Le prove successive insistono sugli stessi toni di esangue sensualismo. I racconti di Terra vergine imitano modi e stile del realismo verghiano, ma, come rileva Mario Praz, «all’austera tristezza» di Verga subentra «un sentimento dell’istinto, della carne, della lussuria» che investe uomini e paesaggio, trasformato in «colore acceso e violento, barbaglio sensuale che stordisce e accende il sangue» [PRAZ, 1930]. Nel dramma teatrale La città morta, l’autore mette in scena la morbosità di un incesto che sfocia in un cruento omicidio, sullo sfondo torbido di una Grecia arcaica e mitizzata. Stessa atmosfera che si respira nei cosiddetti romanzi del superuomo. Qui lo schema è perfettamente duale: il protagonista è sempre un personaggio maschile che incarna, appunto, le istanze superomistiche derivate (e banalizzate) dalla filosofia di Nietzsche. Il superuomo ha sempre un obiettivo ambizioso, che si accinge a raggiungere con sicuro slancio vitalistico; ma tra lui e la sua meta, immancabilmente, si frappone una donna, eterna immagine di un Eros crudele e distruttivo. È la classica femme fatale della coeva tradizione decadente, la donna-vampiro che attira l’uomo con le sue subdole seduzioni e lo trascina nel baratro del vizio, destinandolo alla sconfitta. Così ne Le Vergini delle Rocce [D’ANNUNZIO, 1896], Claudio Cantelmo vuole generare «l’ideal tipo latino» che guiderà i gloriosi destini dell’Italia, ma si innamora di Violante, donna dal fascino cupo, che vive in una villa in sfacelo, avvolta dalle sue estenuate essenze. Nel Fuoco [D’ANNUNZIO, 1900], Stelio Effrena vagheggia un teatro nuovo, wagneriano, che sia l’unione di tutte le arti, ma nel lusso decrepito dei canali veneziani si lascia irretire da Foscarina (nome che è un palese richiamo all’archetipo del genere, l’inquietante Fosca dello scapigliato Igino Ugo Tarchetti).

Gabriele D'Annunzio
Gabriele D’Annunzio. Immagine Creative Commons. Link: https://commons.wikimedia.org/wiki/File:Gabriele_D%27Annunzio_per_Maria_De_Seta.jpg

3 – «Le dicerie più assurde corrono sul suo conto»
Dati tali presupposti, è facile immaginare come sia venuto a costruirsi, negli anni, il mito del D’Annunzio perverso. Molto si è insistito sui dettagli scabrosi, sui presunti scandali, sui clamorosi eccessi, rimestando nel calderone di un’aneddotica sempre al limite del favoloso. Nell’immaginario collettivo – così come nella prassi scolastica – si è fissato per sempre lo stereotipo del dandy libertino, mondano, azzimato, incurante delle più elementari norme morali, che tra una caccia alla volpe e una festa in maschera passa da un letto all’altro, in una girandola impazzita di appuntamenti galanti, passioni turbinose, vizi proibiti, oscure trasgressioni.

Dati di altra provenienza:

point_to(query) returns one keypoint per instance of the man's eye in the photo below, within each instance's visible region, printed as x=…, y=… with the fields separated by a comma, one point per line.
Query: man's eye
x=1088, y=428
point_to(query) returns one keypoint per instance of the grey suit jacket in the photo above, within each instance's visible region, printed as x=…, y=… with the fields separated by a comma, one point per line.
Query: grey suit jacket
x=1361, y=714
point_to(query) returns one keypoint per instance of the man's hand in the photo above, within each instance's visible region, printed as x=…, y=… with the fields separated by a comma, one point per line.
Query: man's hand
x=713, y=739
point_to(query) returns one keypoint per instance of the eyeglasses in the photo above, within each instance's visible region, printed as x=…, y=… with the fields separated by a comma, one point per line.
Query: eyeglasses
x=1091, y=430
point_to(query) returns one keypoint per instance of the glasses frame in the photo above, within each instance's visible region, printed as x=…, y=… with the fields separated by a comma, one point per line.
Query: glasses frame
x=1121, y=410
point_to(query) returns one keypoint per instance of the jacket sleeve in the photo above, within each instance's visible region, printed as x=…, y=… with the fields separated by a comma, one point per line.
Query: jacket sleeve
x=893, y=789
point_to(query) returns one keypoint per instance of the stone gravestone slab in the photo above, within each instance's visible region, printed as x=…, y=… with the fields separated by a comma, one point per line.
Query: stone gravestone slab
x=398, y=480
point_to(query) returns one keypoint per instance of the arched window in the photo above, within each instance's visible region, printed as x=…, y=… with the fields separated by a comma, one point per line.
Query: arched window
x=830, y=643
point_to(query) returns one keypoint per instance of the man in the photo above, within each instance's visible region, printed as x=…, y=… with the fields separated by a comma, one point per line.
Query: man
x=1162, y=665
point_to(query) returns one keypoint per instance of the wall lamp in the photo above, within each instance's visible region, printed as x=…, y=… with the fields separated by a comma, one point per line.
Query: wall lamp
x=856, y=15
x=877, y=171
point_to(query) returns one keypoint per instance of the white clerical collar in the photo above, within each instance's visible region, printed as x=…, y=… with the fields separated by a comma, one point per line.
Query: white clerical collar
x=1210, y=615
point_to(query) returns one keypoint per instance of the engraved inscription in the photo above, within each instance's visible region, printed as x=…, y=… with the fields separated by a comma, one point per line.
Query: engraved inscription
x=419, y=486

«Le dicerie più assurde, più fantastiche corrono sul suo conto, si ingigantiscono, si propagano per il mondo» [ANTONGINI, 1938]. A dare credito alle chiacchiere il poeta avrebbe praticato magia nera in sedute spiritiche, girando per casa con pantofole di pelle umana e bevendo vino rosso dal cranio di una vergine (il tutto rigorosamente accompagnato da tenera carne di bambino). Ha avuto milioni di donne, ha girato un film pornografico, ha trascorso torride notti tra giochi erotici e insane aberrazioni. C’è chi giura che nel suo guardaroba, tra le file di impeccabili frac e di inamidate camicie, trovi spazio un pigiama decisamente inquietante, con uno squarcio all’altezza dell’inguine. Il poeta amerebbe farsi defecare sul petto, e avrebbe montato una serie di vetri trasparenti in camera da letto per osservare le sue amanti nell’atto stesso della defecazione. Non mancano al variegato elenco inclinazioni sadomaso, favorite da sedicenti «omaccioni del Garda che lo avrebbero appeso con robuste catene a chissà quale muro» [GUERRI, 2013]. Presunti atti di coprofagia, presunti atti di necrofilia, presunti atti di zoofilia. Ci fu chi giurò di averlo visto uscire dolorante, nottetempo, dal canile dei suoi amati levrieri. O chi gli attribuì lo strano vizio di cogliere, tra le pieghe della biancheria femminile, l’acre odore mestruale. Secondo la diceria forse più diffusa – e sicuramente più assurda – D’Annunzio si sarebbe fatto asportare tre costole con un’operazione chirurgica, per praticare sesso orale su sé stesso. Tutto questo è semplicemente falso:

Ebbene, non c’è alcuna traccia, tra l’immenso materiale edito e inedito, o nell’ancora più vasta quantità di testimonianze, dei bizzarri gusti sessuali attribuiti a D’Annunzio. In realtà, i suoi desideri erano quanto di più normale si possa pensare [GUERRI, 2013].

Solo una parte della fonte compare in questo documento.